Ces “contraintes environnementales, foncières, de risques technologiques”, le préfet ne les nie pas et assure qu’elles font partie de la négociation du pacte de mixité sociale. D’où le fait que la première liste publiée ce lundi cible uniquement les communes ayant refusé les discussions. Joint par téléphone, le sénateur-maire des Pennes-Mirabeau Michel Amiel tombe des nues : “On est en train d’y travailler. On n’a pas de problème à signer, même s’il y a des difficultés bien réelles.” C’est ce qu’on comprend à la lecture d’un article du Monde consacré à cette ville qui “ne veut pas devenir le 17e arrondissement de Marseille”. Contactée, la préfecture ne nous a – pour l’heure – pas fourni d’explications à la présence de cette commune dans la liste. Michel Amiel a décidé d’écrire à Manuel Valls pour obtenir un démenti.
La loi Égalité et citoyenneté, prévue pour un examen au Parlement en février 2016, prévoit une autre mesure dissuasive : la reprise par le préfet du “contingent communal”. Actuellement, l’attribution de 20% des logements sociaux disponibles est réservée à la commune. Cette prérogative est sensible et les élus se plaignent déjà “de ne pas être associés aux décisions d’attribution du contingent préfecture”, comme ils l’écrivaient le 7 octobre dans un courrier à Stéphane Bouillon. L’État dispose théoriquement de 30% des logements mais ne les exploitait pas toujours. Depuis quelques années, il tend à davantage faire jouer cette priorité. Si l’État met la main sur ce “contingent communal”, il prive les maires de la possibilité de choisir qui va habiter les logements sociaux.
Autre source d’inquiétude : la métropole. “Tous les contingents vont être mixés et on pourra envoyer des gens qui ne sont pas de la commune”, s’alarme Béatrice Aliphat, maire de Saint-Mitre-les-Remparts (Les Républicains). “Nul n’est mieux placé que le maire pour attribuer ses logements sociaux”, approuve Jean-Claude Féraud (Trets) pour qui “il est normal qu’un maire loge avant tout sa population”.

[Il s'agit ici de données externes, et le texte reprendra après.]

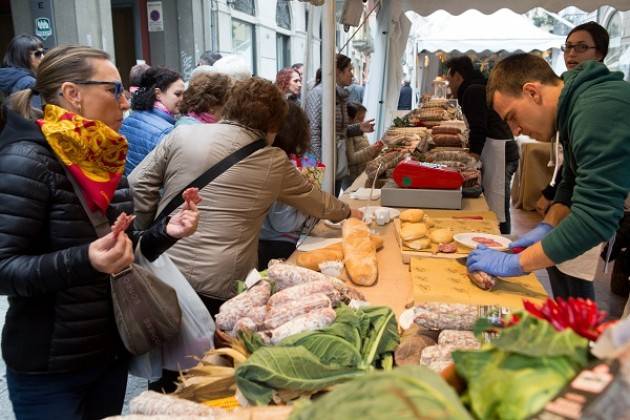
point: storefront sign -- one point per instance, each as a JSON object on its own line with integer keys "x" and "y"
{"x": 43, "y": 27}
{"x": 154, "y": 14}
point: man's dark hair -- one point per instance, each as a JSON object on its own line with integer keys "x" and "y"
{"x": 598, "y": 33}
{"x": 461, "y": 64}
{"x": 511, "y": 73}
{"x": 209, "y": 58}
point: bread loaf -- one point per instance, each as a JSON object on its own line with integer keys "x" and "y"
{"x": 334, "y": 252}
{"x": 359, "y": 253}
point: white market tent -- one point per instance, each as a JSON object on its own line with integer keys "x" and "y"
{"x": 473, "y": 30}
{"x": 391, "y": 36}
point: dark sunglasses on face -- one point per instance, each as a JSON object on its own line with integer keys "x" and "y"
{"x": 118, "y": 86}
{"x": 578, "y": 48}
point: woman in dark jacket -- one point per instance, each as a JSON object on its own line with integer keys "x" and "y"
{"x": 60, "y": 342}
{"x": 19, "y": 65}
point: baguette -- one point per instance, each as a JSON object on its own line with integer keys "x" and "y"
{"x": 334, "y": 252}
{"x": 359, "y": 253}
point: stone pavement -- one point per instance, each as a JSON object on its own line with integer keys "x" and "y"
{"x": 134, "y": 385}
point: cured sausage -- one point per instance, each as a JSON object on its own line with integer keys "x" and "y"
{"x": 314, "y": 320}
{"x": 278, "y": 315}
{"x": 305, "y": 289}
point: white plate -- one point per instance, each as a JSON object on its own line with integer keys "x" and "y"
{"x": 368, "y": 212}
{"x": 466, "y": 239}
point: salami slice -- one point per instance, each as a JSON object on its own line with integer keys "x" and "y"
{"x": 122, "y": 223}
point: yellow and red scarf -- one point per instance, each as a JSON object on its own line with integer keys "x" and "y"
{"x": 93, "y": 153}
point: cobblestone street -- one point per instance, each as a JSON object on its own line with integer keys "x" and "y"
{"x": 134, "y": 385}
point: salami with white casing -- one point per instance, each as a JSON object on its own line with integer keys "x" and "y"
{"x": 286, "y": 275}
{"x": 314, "y": 320}
{"x": 305, "y": 289}
{"x": 278, "y": 315}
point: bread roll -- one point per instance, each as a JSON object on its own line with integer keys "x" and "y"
{"x": 441, "y": 236}
{"x": 418, "y": 244}
{"x": 411, "y": 231}
{"x": 411, "y": 215}
{"x": 334, "y": 252}
{"x": 359, "y": 253}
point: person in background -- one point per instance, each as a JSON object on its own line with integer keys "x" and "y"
{"x": 355, "y": 92}
{"x": 360, "y": 152}
{"x": 588, "y": 41}
{"x": 19, "y": 65}
{"x": 299, "y": 67}
{"x": 574, "y": 278}
{"x": 208, "y": 58}
{"x": 343, "y": 129}
{"x": 135, "y": 76}
{"x": 204, "y": 99}
{"x": 225, "y": 247}
{"x": 283, "y": 224}
{"x": 406, "y": 94}
{"x": 154, "y": 106}
{"x": 489, "y": 139}
{"x": 60, "y": 342}
{"x": 588, "y": 108}
{"x": 289, "y": 82}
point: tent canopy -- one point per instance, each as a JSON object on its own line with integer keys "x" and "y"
{"x": 456, "y": 7}
{"x": 473, "y": 30}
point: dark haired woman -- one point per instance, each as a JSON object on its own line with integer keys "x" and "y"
{"x": 154, "y": 106}
{"x": 20, "y": 63}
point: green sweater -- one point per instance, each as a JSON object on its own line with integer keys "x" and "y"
{"x": 593, "y": 120}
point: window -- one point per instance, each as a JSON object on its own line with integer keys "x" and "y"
{"x": 245, "y": 6}
{"x": 283, "y": 14}
{"x": 243, "y": 42}
{"x": 283, "y": 51}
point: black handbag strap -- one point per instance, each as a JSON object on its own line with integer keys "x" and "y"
{"x": 98, "y": 220}
{"x": 208, "y": 176}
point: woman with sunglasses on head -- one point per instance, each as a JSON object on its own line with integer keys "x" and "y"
{"x": 154, "y": 108}
{"x": 60, "y": 342}
{"x": 19, "y": 66}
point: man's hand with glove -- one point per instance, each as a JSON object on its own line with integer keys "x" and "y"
{"x": 535, "y": 235}
{"x": 493, "y": 262}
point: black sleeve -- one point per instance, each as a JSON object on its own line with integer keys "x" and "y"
{"x": 476, "y": 111}
{"x": 24, "y": 214}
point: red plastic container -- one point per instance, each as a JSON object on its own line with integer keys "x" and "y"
{"x": 413, "y": 174}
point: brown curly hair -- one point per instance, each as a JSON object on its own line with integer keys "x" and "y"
{"x": 206, "y": 90}
{"x": 256, "y": 103}
{"x": 283, "y": 78}
{"x": 294, "y": 135}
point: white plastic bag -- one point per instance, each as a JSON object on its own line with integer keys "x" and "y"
{"x": 197, "y": 328}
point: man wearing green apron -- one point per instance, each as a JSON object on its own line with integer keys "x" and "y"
{"x": 489, "y": 140}
{"x": 589, "y": 109}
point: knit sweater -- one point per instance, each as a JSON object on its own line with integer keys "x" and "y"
{"x": 594, "y": 128}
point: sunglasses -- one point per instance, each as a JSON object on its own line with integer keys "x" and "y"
{"x": 118, "y": 86}
{"x": 578, "y": 48}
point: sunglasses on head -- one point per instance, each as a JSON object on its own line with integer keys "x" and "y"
{"x": 578, "y": 48}
{"x": 118, "y": 86}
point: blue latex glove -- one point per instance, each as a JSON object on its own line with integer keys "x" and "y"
{"x": 493, "y": 262}
{"x": 535, "y": 235}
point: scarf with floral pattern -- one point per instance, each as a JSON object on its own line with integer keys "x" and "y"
{"x": 91, "y": 151}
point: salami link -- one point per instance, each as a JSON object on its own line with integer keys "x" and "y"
{"x": 311, "y": 321}
{"x": 286, "y": 275}
{"x": 278, "y": 315}
{"x": 305, "y": 289}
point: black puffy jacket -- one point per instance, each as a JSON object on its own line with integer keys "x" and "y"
{"x": 60, "y": 316}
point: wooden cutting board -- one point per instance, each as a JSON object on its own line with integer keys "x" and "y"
{"x": 446, "y": 280}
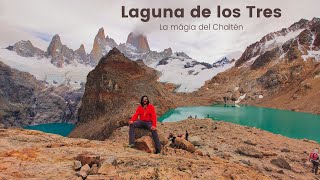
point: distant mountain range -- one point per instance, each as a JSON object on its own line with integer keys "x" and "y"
{"x": 135, "y": 48}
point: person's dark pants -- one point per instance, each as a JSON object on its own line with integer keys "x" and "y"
{"x": 315, "y": 166}
{"x": 144, "y": 125}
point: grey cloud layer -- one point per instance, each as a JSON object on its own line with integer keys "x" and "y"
{"x": 78, "y": 22}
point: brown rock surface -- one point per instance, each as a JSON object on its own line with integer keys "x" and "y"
{"x": 146, "y": 144}
{"x": 24, "y": 154}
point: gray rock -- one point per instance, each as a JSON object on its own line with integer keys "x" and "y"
{"x": 84, "y": 171}
{"x": 77, "y": 165}
{"x": 249, "y": 142}
{"x": 195, "y": 140}
{"x": 249, "y": 151}
{"x": 26, "y": 49}
{"x": 281, "y": 163}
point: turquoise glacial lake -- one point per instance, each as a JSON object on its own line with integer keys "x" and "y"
{"x": 287, "y": 123}
{"x": 62, "y": 129}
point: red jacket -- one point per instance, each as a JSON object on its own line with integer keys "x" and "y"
{"x": 146, "y": 114}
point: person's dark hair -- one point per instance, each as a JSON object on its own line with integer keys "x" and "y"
{"x": 141, "y": 102}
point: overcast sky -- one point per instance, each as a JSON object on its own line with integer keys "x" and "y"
{"x": 77, "y": 21}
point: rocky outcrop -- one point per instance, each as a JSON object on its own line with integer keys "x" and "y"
{"x": 137, "y": 47}
{"x": 146, "y": 144}
{"x": 138, "y": 41}
{"x": 224, "y": 144}
{"x": 113, "y": 91}
{"x": 62, "y": 55}
{"x": 110, "y": 159}
{"x": 27, "y": 101}
{"x": 81, "y": 55}
{"x": 26, "y": 49}
{"x": 281, "y": 163}
{"x": 101, "y": 46}
{"x": 222, "y": 62}
{"x": 299, "y": 34}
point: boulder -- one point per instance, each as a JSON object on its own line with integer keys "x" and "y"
{"x": 146, "y": 144}
{"x": 94, "y": 169}
{"x": 107, "y": 169}
{"x": 98, "y": 177}
{"x": 285, "y": 150}
{"x": 281, "y": 163}
{"x": 144, "y": 132}
{"x": 88, "y": 158}
{"x": 77, "y": 165}
{"x": 249, "y": 151}
{"x": 249, "y": 142}
{"x": 195, "y": 140}
{"x": 84, "y": 171}
{"x": 181, "y": 143}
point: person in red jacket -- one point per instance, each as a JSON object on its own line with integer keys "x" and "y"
{"x": 147, "y": 120}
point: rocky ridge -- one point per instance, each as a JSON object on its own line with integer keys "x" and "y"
{"x": 27, "y": 101}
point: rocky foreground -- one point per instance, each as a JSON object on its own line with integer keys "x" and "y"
{"x": 223, "y": 151}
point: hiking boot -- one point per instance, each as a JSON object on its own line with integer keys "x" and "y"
{"x": 131, "y": 145}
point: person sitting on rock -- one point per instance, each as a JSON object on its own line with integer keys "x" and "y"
{"x": 147, "y": 120}
{"x": 314, "y": 159}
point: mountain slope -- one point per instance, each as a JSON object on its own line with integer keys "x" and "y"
{"x": 275, "y": 73}
{"x": 28, "y": 101}
{"x": 112, "y": 93}
{"x": 186, "y": 73}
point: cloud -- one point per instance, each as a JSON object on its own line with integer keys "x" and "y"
{"x": 77, "y": 22}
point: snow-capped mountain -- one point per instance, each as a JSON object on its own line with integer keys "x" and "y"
{"x": 61, "y": 65}
{"x": 101, "y": 46}
{"x": 188, "y": 74}
{"x": 300, "y": 40}
{"x": 73, "y": 74}
{"x": 137, "y": 47}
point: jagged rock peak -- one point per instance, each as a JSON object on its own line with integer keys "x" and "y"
{"x": 139, "y": 41}
{"x": 81, "y": 48}
{"x": 114, "y": 51}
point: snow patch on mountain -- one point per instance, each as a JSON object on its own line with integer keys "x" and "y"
{"x": 188, "y": 74}
{"x": 73, "y": 75}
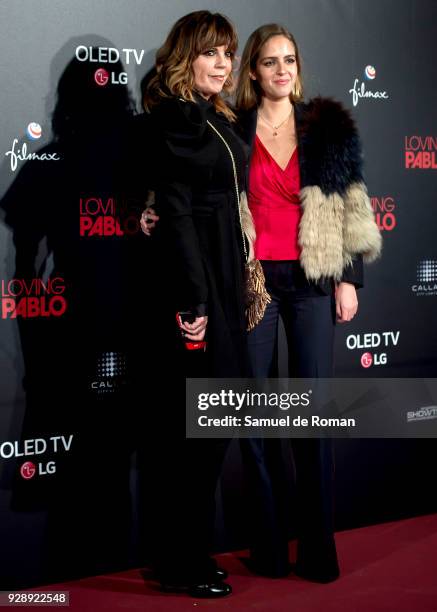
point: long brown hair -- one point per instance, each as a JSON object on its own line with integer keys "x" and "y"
{"x": 190, "y": 36}
{"x": 249, "y": 92}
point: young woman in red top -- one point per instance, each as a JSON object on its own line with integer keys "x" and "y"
{"x": 314, "y": 225}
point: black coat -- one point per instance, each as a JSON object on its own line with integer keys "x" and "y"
{"x": 318, "y": 127}
{"x": 198, "y": 239}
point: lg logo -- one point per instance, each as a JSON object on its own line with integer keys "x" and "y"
{"x": 101, "y": 77}
{"x": 372, "y": 340}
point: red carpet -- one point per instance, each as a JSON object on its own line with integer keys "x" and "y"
{"x": 385, "y": 568}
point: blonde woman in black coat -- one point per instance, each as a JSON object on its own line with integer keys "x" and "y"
{"x": 198, "y": 263}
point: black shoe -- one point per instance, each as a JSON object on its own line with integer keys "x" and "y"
{"x": 219, "y": 574}
{"x": 210, "y": 590}
{"x": 207, "y": 590}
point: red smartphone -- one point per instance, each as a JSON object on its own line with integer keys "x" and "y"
{"x": 186, "y": 316}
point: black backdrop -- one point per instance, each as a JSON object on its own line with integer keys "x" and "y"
{"x": 73, "y": 283}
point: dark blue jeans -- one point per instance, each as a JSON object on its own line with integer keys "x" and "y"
{"x": 308, "y": 315}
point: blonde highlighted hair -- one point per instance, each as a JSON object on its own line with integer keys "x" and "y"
{"x": 248, "y": 92}
{"x": 190, "y": 36}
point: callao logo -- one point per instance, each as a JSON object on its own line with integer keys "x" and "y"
{"x": 30, "y": 298}
{"x": 359, "y": 90}
{"x": 108, "y": 217}
{"x": 375, "y": 341}
{"x": 111, "y": 372}
{"x": 370, "y": 72}
{"x": 384, "y": 209}
{"x": 420, "y": 152}
{"x": 109, "y": 55}
{"x": 426, "y": 278}
{"x": 19, "y": 153}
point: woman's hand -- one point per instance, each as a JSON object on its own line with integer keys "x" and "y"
{"x": 346, "y": 302}
{"x": 195, "y": 331}
{"x": 148, "y": 220}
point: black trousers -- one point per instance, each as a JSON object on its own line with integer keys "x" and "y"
{"x": 309, "y": 319}
{"x": 178, "y": 476}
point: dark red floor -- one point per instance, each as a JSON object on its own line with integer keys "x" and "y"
{"x": 390, "y": 567}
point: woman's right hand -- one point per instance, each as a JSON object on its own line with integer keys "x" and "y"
{"x": 195, "y": 331}
{"x": 148, "y": 220}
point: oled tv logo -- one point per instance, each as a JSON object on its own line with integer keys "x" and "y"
{"x": 31, "y": 298}
{"x": 33, "y": 447}
{"x": 109, "y": 55}
{"x": 420, "y": 152}
{"x": 426, "y": 278}
{"x": 108, "y": 217}
{"x": 19, "y": 153}
{"x": 110, "y": 372}
{"x": 374, "y": 340}
{"x": 359, "y": 90}
{"x": 385, "y": 212}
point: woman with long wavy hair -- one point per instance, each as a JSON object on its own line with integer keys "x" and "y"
{"x": 200, "y": 252}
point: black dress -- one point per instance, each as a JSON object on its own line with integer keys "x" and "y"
{"x": 198, "y": 266}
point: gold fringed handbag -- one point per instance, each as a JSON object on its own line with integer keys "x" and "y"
{"x": 256, "y": 298}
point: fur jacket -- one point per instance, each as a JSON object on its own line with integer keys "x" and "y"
{"x": 337, "y": 230}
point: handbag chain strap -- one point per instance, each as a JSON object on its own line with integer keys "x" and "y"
{"x": 237, "y": 191}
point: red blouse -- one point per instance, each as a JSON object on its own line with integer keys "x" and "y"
{"x": 274, "y": 203}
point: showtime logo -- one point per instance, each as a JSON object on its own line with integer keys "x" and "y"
{"x": 374, "y": 341}
{"x": 384, "y": 209}
{"x": 420, "y": 152}
{"x": 426, "y": 278}
{"x": 107, "y": 217}
{"x": 359, "y": 90}
{"x": 31, "y": 298}
{"x": 109, "y": 55}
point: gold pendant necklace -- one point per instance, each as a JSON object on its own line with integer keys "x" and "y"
{"x": 275, "y": 127}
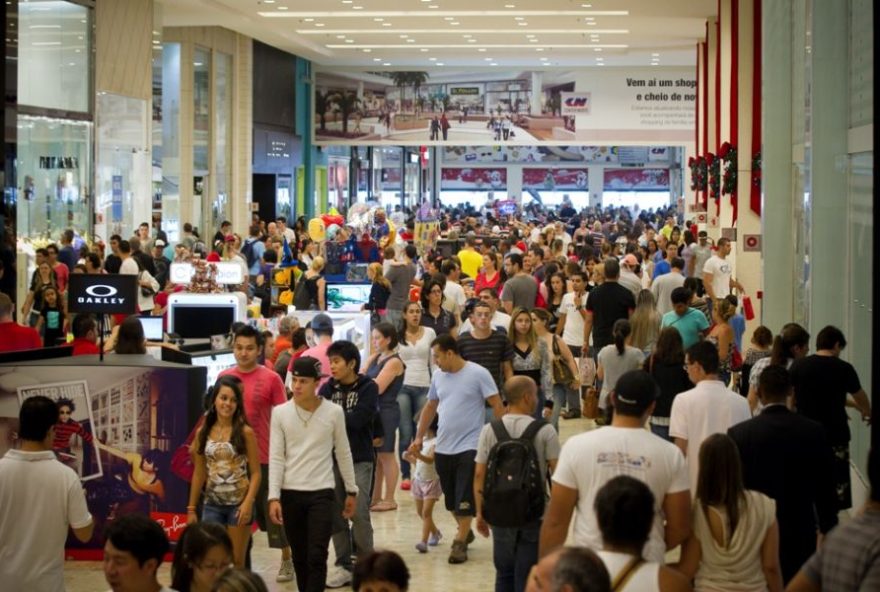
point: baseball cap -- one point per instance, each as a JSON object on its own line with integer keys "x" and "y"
{"x": 307, "y": 367}
{"x": 635, "y": 391}
{"x": 322, "y": 322}
{"x": 630, "y": 260}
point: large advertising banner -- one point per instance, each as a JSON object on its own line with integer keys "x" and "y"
{"x": 473, "y": 179}
{"x": 124, "y": 430}
{"x": 527, "y": 154}
{"x": 637, "y": 104}
{"x": 555, "y": 179}
{"x": 636, "y": 180}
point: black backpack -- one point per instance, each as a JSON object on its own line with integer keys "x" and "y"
{"x": 513, "y": 493}
{"x": 247, "y": 251}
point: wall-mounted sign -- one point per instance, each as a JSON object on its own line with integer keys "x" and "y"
{"x": 228, "y": 273}
{"x": 573, "y": 103}
{"x": 59, "y": 162}
{"x": 102, "y": 294}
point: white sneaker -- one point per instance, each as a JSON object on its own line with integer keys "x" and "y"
{"x": 338, "y": 577}
{"x": 285, "y": 573}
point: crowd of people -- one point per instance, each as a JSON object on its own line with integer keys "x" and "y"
{"x": 739, "y": 457}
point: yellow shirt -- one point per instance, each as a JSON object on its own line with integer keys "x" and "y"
{"x": 471, "y": 262}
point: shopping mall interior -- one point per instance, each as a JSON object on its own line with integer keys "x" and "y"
{"x": 751, "y": 119}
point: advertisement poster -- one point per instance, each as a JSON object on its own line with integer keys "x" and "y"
{"x": 555, "y": 179}
{"x": 75, "y": 444}
{"x": 138, "y": 420}
{"x": 473, "y": 179}
{"x": 527, "y": 154}
{"x": 636, "y": 180}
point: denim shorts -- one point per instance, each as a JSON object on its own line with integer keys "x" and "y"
{"x": 225, "y": 515}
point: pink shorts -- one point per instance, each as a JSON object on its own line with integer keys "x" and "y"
{"x": 426, "y": 489}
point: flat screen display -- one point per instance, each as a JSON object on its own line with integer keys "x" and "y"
{"x": 347, "y": 297}
{"x": 200, "y": 321}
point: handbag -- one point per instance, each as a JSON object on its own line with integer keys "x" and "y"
{"x": 562, "y": 374}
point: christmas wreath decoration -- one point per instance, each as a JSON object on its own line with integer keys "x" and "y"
{"x": 728, "y": 154}
{"x": 713, "y": 165}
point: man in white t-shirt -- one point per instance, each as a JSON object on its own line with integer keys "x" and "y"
{"x": 133, "y": 553}
{"x": 708, "y": 408}
{"x": 39, "y": 499}
{"x": 718, "y": 278}
{"x": 591, "y": 459}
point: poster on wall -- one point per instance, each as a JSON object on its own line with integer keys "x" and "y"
{"x": 526, "y": 154}
{"x": 484, "y": 179}
{"x": 127, "y": 435}
{"x": 658, "y": 103}
{"x": 636, "y": 180}
{"x": 74, "y": 444}
{"x": 555, "y": 179}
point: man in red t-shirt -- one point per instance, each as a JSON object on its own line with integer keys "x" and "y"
{"x": 263, "y": 390}
{"x": 85, "y": 335}
{"x": 14, "y": 337}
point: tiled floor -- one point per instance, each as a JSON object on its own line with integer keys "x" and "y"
{"x": 398, "y": 530}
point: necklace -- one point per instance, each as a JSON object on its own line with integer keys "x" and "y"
{"x": 305, "y": 420}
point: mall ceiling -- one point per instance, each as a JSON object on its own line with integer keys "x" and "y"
{"x": 462, "y": 34}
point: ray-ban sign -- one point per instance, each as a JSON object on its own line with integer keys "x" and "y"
{"x": 102, "y": 293}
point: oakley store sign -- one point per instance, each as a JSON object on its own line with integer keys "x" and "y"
{"x": 102, "y": 294}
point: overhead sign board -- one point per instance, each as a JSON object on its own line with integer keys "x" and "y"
{"x": 102, "y": 293}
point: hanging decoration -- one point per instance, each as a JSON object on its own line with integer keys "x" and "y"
{"x": 713, "y": 165}
{"x": 728, "y": 156}
{"x": 699, "y": 173}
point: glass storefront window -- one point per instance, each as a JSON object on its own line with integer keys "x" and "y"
{"x": 54, "y": 174}
{"x": 221, "y": 207}
{"x": 53, "y": 55}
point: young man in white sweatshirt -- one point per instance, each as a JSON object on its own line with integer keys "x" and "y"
{"x": 306, "y": 434}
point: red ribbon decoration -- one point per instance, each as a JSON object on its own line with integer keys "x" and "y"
{"x": 734, "y": 90}
{"x": 755, "y": 196}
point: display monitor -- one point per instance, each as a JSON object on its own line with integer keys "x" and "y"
{"x": 153, "y": 328}
{"x": 347, "y": 297}
{"x": 199, "y": 316}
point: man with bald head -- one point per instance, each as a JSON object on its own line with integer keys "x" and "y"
{"x": 569, "y": 569}
{"x": 515, "y": 550}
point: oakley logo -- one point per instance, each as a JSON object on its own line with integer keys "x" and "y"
{"x": 101, "y": 291}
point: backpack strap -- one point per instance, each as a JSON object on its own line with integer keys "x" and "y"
{"x": 623, "y": 578}
{"x": 532, "y": 430}
{"x": 501, "y": 433}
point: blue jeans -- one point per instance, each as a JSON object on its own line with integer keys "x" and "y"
{"x": 411, "y": 399}
{"x": 514, "y": 552}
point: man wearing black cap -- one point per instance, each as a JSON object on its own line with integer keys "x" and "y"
{"x": 307, "y": 434}
{"x": 591, "y": 459}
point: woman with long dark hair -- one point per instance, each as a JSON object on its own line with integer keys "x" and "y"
{"x": 616, "y": 359}
{"x": 791, "y": 344}
{"x": 531, "y": 356}
{"x": 227, "y": 464}
{"x": 735, "y": 543}
{"x": 434, "y": 316}
{"x": 666, "y": 365}
{"x": 415, "y": 352}
{"x": 203, "y": 552}
{"x": 386, "y": 368}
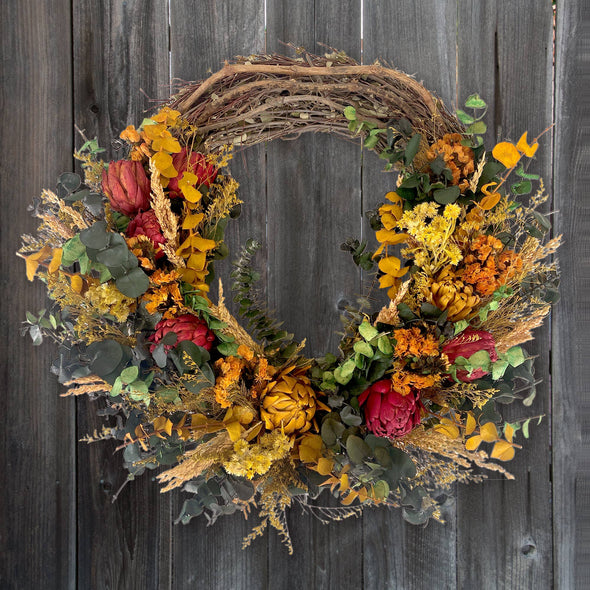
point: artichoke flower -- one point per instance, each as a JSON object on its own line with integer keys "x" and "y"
{"x": 449, "y": 293}
{"x": 288, "y": 402}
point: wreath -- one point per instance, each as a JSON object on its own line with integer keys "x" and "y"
{"x": 233, "y": 410}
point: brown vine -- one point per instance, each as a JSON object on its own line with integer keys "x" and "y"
{"x": 265, "y": 97}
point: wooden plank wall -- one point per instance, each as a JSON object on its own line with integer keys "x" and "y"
{"x": 98, "y": 64}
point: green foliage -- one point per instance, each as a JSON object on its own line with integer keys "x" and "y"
{"x": 360, "y": 256}
{"x": 277, "y": 342}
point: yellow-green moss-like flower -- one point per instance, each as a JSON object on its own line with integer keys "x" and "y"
{"x": 107, "y": 299}
{"x": 254, "y": 459}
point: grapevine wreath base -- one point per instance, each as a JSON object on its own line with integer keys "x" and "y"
{"x": 234, "y": 411}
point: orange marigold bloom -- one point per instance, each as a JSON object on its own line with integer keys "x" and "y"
{"x": 411, "y": 342}
{"x": 487, "y": 267}
{"x": 458, "y": 158}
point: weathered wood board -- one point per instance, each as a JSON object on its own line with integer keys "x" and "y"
{"x": 100, "y": 64}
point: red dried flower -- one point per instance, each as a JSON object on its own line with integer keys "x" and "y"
{"x": 387, "y": 412}
{"x": 126, "y": 185}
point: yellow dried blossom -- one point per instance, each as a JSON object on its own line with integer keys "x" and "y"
{"x": 433, "y": 244}
{"x": 249, "y": 460}
{"x": 105, "y": 298}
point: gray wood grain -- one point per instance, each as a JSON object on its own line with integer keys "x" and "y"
{"x": 120, "y": 63}
{"x": 502, "y": 525}
{"x": 571, "y": 318}
{"x": 313, "y": 206}
{"x": 204, "y": 35}
{"x": 418, "y": 38}
{"x": 303, "y": 198}
{"x": 37, "y": 467}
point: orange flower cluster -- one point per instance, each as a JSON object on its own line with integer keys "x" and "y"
{"x": 488, "y": 266}
{"x": 403, "y": 381}
{"x": 411, "y": 342}
{"x": 458, "y": 158}
{"x": 164, "y": 291}
{"x": 231, "y": 372}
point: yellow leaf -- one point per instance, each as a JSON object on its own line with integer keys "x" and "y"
{"x": 489, "y": 432}
{"x": 350, "y": 498}
{"x": 388, "y": 220}
{"x": 188, "y": 179}
{"x": 166, "y": 143}
{"x": 472, "y": 443}
{"x": 324, "y": 466}
{"x": 447, "y": 428}
{"x": 398, "y": 203}
{"x": 344, "y": 482}
{"x": 508, "y": 432}
{"x": 197, "y": 261}
{"x": 234, "y": 429}
{"x": 168, "y": 427}
{"x": 490, "y": 201}
{"x": 386, "y": 281}
{"x": 470, "y": 424}
{"x": 253, "y": 432}
{"x": 503, "y": 451}
{"x": 77, "y": 283}
{"x": 32, "y": 261}
{"x": 55, "y": 260}
{"x": 525, "y": 148}
{"x": 198, "y": 420}
{"x": 190, "y": 193}
{"x": 485, "y": 190}
{"x": 154, "y": 131}
{"x": 310, "y": 448}
{"x": 191, "y": 221}
{"x": 130, "y": 134}
{"x": 506, "y": 153}
{"x": 390, "y": 265}
{"x": 202, "y": 244}
{"x": 163, "y": 162}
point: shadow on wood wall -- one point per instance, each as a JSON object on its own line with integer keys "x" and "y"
{"x": 94, "y": 63}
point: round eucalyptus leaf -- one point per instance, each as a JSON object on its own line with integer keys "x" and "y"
{"x": 69, "y": 180}
{"x": 113, "y": 255}
{"x": 133, "y": 284}
{"x": 106, "y": 356}
{"x": 96, "y": 236}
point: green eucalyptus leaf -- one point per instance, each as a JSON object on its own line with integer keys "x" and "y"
{"x": 96, "y": 236}
{"x": 444, "y": 196}
{"x": 358, "y": 450}
{"x": 475, "y": 102}
{"x": 412, "y": 148}
{"x": 350, "y": 113}
{"x": 363, "y": 348}
{"x": 133, "y": 284}
{"x": 130, "y": 374}
{"x": 464, "y": 117}
{"x": 367, "y": 331}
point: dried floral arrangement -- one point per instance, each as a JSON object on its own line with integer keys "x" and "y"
{"x": 233, "y": 410}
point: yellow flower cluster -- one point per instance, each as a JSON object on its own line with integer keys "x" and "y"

Dans de nombreux discours d’élus locaux, plane comme un non-dit la crainte de voir des Marseillais débarquer dans des villes qui se vivent comme des “villages”. En février 2013, dans un bulletin municipal de Trets spécial métropole, un subtil photomontage agitait la menace des “barres HLM” :
L’attribution se faisait déjà au niveau intercommunal dans certains territoires, comme le pays d’Aix. Mais cela se faisait en bonne entente, souligne Jean-Claude Féraud. Chantre de la “gouvernance partagée” avec les maires, le candidat à la présidence de la métropole Jean-Claude Gaudin pourrait bien promettre la même bienveillance. À moins que le préfet ne lui coupe l’herbe sous le pied en attribuant les logements à sa place.